一生の財産になる語彙力を、楽しく学習しよう!
東京都公立小学校主任教諭赤堀 貴彦
2020/1/28 掲載
 今回は赤堀貴彦先生に、『授業で使える! 語彙力アップ! 小学校国語 漢字・熟語ワーク』について伺いました。

―本書の内容や使い方について、簡単にご紹介ください。

 本書は、短時間で効率的に漢字や熟語に親しみ、語彙力を伸ばすことを目的に作成したワークシート集です。

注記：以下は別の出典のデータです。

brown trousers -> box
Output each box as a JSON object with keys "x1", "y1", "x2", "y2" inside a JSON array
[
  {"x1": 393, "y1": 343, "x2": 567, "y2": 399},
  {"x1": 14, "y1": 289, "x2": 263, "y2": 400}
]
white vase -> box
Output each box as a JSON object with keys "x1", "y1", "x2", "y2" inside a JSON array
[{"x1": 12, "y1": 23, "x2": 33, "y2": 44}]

大事だとわかっていながらも、漢字や熟語の指導に多くの時間を割くことができないという課題にこたえる形で、先生方も子どもも負担に感じることなく、継続的に取り組めるよう工夫しました。
 説明ページは、指導の前に先生方がワークシートのねらいや指導の流れを確認できるようになっています。ワークシートページは、印刷してお使いください。繰り返し取り組んだり、同じ形式の違う問題に取り組んだりするとより効果的です。子どもたち一人ひとりが「漢字って面白い」「こんな風にも使えるんだ」と気づけるような内容となっています。

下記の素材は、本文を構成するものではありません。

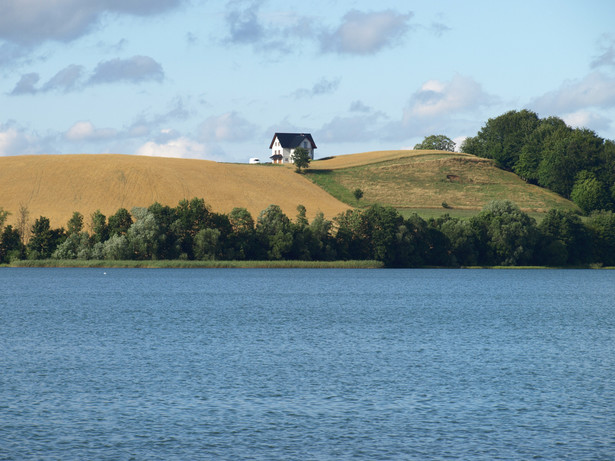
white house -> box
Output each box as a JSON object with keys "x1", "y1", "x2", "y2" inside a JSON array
[{"x1": 269, "y1": 133, "x2": 317, "y2": 164}]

―本書は子どもが楽しく取り組めるような工夫がたくさん施されていますが、ワークシートづくりにあたって特に意識されていることはどのようなことでしょうか?

 ワークシートづくりにあたっては、教科書に掲載されている教材をもとにしながら、日常生活の中でどう漢字や熟語が生かされているのかを、子どもたちが意識できるような問題を考えました。そのため、様々な種類の問題をつくり、ワークシートをやるたびに発見があるよう工夫しました。授業の中で繰り返し漢字や熟語に触れることで伸びる力もあれば、学習したことを日常生活の中で実際に使うことで伸びる力もあります。
 その2つの力が並行して伸びていくことで、子どもたちは漢字・熟語に進んで親しむ姿勢をもつようになり、語彙力の伸びにもつながります。そのことを常に頭の中に置きながら、問題を作成しました。

―漢字・熟語指導にかかわって、ワークの他に先生がこだわって実践されていることがございましたら、ぜひお教えください。

 現在、2年生の担任をしていますが、新出漢字の学習の際に、短い文を考えさせたり、その文を全員で読んだりすることで、漢字が様々な場面で使われていることに気づかせるようにしています。また、「この漢字は他にどのように使われるかな?」と聞くと、だいたい同じ読み方の違う漢字を言う子がいます。その際には、不正解だと言うだけでなく、たとえ既習漢字でなくても、「それはこの漢字だね」と板書して説明し、「そんな漢字もあるんだ」と子どもたちを少し得した気分、背伸びした気分にさせています。

―最後に、読者の先生方へメッセージをお願いいたします。

 漢字・熟語の語彙力は、一朝一夕で身につくものではありません。しかしながら、子どもたちにとっては、一生の財産になるものだと思います。短時間でやるにせよ、教える工夫は無限あり、それを考える楽しさやその成果を味わえることは、この仕事の特権だと思います。
 本書をきっかけにして、少しでも多くの先生方が、「これならできるかも」「もっとこうすることもできる」と指導に前向きな気持ちになっていただければ幸いです。そんな先生が身近にいれば、子どもたちにとっても漢字・熟語の学習がきっと楽しくなると思います。